HPC is one of the most important and fundamental infrastructures for scientific development in all disciplines, and has progressed enormously due to the increasing need to solve complex problems. HPC is planned to reach Exascale computing capability of at least one exaFLOPS by 2020. Compared to the first petascale computer to come into operation in 2008, this capacity represents a thousand-fold increase.
Big data is the term used to refer to data sets so large and complex that traditional data processing applications are inadequate to handle them. Gathering, capture, data cleaning and curation, search, sharing, storage, transfer, analysis, visualization, and information privacy are its main challenges. Recent years have witnessed a flood of network data driven by sensors, the IoT, emerging online social media, cameras, M2M communications, mobile sensing, user-generated video content, and global-scale communications, all of which have brought people into the era of big data. The processing of Big Data requires vast amounts of storage and computing resources. This makes it an exciting time to join the practitioners in HPC systems and Big Data.
HPC facilitates the processing of big data, but the tremendous research challenges of recent years have included the scalability of computing performance for high velocity, high variety and high volume big data; Deep learning with massive-scale datasets; Big data programming paradigms on multi-core; GPUhybrid distributed environments; and unstructured data processing with high-performance computing. The tools and cultures of high-performance computing and big-data analytics have diverged to the detriment of both, and it is clear that they need to come together to effectively address a range of major research areas.

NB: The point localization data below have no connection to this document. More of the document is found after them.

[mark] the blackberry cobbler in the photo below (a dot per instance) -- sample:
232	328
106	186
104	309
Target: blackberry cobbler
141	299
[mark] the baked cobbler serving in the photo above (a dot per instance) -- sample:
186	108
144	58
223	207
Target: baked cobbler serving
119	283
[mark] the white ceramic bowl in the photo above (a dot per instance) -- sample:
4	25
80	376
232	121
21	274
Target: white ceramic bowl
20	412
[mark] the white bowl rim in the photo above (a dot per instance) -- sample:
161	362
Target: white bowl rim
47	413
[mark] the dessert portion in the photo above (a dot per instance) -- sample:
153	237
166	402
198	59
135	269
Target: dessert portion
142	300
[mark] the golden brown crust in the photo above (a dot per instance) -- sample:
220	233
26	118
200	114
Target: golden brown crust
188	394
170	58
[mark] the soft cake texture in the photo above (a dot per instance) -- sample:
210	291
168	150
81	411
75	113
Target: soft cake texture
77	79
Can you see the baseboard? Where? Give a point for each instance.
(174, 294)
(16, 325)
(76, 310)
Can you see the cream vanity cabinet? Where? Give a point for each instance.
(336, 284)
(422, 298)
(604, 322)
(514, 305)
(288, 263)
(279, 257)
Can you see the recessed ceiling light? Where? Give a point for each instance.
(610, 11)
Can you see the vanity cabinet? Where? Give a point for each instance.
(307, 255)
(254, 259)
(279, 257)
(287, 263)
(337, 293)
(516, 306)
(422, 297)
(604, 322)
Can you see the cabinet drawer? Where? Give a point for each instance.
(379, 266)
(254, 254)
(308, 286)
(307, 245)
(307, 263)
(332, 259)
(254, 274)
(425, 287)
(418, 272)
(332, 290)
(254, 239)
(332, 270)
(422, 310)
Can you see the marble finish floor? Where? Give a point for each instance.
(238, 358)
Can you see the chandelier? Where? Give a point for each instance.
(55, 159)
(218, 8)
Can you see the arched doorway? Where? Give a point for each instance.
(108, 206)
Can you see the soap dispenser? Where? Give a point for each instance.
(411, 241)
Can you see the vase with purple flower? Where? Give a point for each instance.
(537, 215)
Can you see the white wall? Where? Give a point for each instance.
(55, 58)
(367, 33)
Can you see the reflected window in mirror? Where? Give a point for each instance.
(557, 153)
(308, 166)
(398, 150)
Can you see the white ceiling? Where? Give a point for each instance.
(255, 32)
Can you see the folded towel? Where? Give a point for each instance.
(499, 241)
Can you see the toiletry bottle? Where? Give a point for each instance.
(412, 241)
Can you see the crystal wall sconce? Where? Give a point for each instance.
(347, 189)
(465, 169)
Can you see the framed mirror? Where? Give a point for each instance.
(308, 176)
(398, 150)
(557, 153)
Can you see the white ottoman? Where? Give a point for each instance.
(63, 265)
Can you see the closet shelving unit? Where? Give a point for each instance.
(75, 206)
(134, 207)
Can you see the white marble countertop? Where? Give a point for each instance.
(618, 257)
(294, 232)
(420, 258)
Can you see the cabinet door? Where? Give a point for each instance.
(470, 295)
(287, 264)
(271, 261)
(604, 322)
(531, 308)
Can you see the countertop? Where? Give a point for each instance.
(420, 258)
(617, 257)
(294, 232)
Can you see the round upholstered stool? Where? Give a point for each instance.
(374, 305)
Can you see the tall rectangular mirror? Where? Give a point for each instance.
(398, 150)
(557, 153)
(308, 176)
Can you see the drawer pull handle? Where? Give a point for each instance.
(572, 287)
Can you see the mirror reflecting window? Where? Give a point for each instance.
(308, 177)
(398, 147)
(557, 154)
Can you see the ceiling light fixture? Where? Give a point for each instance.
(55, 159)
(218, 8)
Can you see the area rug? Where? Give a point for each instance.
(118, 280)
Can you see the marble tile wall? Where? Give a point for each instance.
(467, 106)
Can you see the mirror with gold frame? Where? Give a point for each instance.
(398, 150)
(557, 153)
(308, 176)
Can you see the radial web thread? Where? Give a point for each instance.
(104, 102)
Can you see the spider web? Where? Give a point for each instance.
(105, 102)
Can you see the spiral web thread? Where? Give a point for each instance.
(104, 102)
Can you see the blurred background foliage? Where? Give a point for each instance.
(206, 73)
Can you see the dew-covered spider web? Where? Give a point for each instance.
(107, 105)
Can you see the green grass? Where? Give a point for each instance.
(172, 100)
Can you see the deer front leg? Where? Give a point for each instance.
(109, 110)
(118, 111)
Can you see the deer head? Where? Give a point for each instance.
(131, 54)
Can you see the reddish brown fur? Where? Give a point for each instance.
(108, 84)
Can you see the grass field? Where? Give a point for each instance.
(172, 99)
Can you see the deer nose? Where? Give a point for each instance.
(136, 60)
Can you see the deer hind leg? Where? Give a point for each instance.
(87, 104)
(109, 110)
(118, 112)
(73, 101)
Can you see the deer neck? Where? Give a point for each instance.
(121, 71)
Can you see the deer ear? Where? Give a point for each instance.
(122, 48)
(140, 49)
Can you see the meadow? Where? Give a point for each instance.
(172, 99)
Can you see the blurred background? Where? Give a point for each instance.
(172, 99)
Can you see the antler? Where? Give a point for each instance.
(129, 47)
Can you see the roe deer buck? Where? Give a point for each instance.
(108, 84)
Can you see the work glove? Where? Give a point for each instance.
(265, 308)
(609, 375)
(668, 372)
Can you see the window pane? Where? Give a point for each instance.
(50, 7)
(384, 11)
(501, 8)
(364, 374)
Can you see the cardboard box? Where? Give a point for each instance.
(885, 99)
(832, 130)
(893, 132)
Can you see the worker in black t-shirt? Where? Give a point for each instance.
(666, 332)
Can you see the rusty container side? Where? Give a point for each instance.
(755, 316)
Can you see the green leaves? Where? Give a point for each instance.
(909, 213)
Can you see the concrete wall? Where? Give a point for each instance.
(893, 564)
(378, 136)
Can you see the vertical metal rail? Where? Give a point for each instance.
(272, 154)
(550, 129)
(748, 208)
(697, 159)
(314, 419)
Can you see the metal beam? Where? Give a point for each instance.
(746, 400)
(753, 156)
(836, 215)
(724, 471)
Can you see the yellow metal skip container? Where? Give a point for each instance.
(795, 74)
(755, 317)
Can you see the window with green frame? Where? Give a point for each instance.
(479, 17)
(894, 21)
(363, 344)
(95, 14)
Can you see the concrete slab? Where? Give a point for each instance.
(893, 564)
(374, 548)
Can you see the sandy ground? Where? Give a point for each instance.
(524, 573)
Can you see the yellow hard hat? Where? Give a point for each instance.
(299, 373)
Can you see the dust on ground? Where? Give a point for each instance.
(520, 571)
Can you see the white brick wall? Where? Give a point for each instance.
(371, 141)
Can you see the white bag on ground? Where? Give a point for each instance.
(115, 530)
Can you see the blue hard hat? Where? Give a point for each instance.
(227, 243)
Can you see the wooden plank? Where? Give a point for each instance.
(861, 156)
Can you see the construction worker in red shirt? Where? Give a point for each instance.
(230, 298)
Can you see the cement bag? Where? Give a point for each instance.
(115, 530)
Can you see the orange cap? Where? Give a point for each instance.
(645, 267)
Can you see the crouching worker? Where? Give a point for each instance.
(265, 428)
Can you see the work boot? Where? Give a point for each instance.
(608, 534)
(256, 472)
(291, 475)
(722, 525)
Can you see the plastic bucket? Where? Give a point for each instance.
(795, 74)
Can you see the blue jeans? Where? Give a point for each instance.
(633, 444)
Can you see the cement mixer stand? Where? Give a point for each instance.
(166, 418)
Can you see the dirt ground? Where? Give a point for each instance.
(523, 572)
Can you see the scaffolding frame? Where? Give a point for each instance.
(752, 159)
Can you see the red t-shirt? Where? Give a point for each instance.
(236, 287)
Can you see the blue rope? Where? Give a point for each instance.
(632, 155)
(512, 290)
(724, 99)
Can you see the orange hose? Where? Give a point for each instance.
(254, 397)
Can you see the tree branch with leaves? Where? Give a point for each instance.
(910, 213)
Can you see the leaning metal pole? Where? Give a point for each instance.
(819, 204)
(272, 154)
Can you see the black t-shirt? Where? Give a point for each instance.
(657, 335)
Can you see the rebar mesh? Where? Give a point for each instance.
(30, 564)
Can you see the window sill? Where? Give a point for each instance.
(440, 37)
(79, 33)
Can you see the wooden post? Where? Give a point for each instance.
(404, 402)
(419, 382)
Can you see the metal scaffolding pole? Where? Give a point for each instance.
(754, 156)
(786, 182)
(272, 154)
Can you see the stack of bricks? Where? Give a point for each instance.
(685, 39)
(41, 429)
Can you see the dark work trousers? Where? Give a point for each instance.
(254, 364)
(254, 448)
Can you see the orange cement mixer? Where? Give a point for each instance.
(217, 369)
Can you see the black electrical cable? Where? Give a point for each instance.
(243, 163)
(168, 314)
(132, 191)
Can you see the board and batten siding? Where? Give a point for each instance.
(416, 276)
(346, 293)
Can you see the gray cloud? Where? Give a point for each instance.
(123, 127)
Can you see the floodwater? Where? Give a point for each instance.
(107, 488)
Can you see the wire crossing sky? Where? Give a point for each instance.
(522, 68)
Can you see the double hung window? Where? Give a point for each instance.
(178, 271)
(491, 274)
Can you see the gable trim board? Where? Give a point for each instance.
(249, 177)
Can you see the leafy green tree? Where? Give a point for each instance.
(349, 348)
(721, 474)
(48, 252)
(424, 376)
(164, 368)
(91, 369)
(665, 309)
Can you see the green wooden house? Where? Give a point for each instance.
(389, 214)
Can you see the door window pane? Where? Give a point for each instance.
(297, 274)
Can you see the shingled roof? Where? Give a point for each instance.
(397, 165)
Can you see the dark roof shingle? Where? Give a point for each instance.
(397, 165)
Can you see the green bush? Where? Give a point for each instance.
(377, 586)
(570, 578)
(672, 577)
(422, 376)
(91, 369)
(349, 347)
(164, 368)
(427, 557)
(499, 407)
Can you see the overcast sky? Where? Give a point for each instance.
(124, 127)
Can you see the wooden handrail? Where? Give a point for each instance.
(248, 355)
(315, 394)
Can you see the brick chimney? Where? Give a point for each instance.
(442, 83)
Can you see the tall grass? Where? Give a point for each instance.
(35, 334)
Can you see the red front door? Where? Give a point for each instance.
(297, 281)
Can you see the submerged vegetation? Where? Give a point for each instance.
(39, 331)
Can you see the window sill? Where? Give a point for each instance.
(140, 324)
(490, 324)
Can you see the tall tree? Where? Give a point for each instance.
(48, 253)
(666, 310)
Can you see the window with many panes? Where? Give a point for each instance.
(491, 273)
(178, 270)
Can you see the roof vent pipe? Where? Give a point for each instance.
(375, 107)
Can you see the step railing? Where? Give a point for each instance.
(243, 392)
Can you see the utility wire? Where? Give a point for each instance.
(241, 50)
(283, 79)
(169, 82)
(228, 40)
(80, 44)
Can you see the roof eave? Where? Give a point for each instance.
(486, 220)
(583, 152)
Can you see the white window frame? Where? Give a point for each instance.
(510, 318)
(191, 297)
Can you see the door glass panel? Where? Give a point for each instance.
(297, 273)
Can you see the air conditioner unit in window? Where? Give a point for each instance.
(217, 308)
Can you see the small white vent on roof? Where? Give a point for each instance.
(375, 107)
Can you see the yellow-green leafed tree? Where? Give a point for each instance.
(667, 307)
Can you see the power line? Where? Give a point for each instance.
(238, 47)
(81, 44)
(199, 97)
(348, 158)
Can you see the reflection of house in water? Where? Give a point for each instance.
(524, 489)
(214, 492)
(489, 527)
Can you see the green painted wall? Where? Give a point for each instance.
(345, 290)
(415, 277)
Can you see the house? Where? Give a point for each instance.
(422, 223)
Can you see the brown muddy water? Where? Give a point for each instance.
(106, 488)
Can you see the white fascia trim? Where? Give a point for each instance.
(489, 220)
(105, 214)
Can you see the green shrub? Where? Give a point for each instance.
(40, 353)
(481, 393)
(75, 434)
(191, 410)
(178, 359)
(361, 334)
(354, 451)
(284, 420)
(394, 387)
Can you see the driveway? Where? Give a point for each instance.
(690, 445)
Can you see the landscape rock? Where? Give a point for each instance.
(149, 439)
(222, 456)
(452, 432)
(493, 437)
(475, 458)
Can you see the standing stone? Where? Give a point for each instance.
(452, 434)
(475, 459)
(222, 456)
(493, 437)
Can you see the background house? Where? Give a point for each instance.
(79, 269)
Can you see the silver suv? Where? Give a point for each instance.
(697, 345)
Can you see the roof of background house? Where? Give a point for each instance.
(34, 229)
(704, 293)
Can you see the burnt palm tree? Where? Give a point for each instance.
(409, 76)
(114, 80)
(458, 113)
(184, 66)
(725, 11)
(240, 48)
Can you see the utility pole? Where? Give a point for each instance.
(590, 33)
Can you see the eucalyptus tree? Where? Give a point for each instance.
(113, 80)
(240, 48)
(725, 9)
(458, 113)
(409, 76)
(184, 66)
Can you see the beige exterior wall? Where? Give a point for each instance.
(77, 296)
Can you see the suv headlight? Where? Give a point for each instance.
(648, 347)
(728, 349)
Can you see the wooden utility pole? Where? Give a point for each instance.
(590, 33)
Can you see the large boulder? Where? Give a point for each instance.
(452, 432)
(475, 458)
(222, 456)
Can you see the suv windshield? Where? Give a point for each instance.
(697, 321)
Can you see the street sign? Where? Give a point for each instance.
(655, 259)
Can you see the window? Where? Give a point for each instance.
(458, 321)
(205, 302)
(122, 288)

The question now is: what is the biggest technical challenge associated with advancing HPC beyond the exascale operations capability for numeric and big data applications? There are many challenges ahead, including system power consumption and environmentally friendly cooling, massive parallelism and component failures, data and transaction consistency, metadata and ontology management, precision and recall at scale, and multidisciplinary data fusion and preservation, and all these challenges must ultimately be solved to achieve a computing platform which will be useable by and accessible to researchers from a wide range of disciplines who may not be computer experts themselves.
In accordance with the importance of this field, the TopHPC2017 congress on Advances in High-Performance Computing and Big Data Analytics in the Exascale Era was held in Tehran, Iran, and selected papers from the congress are gathered together in this book.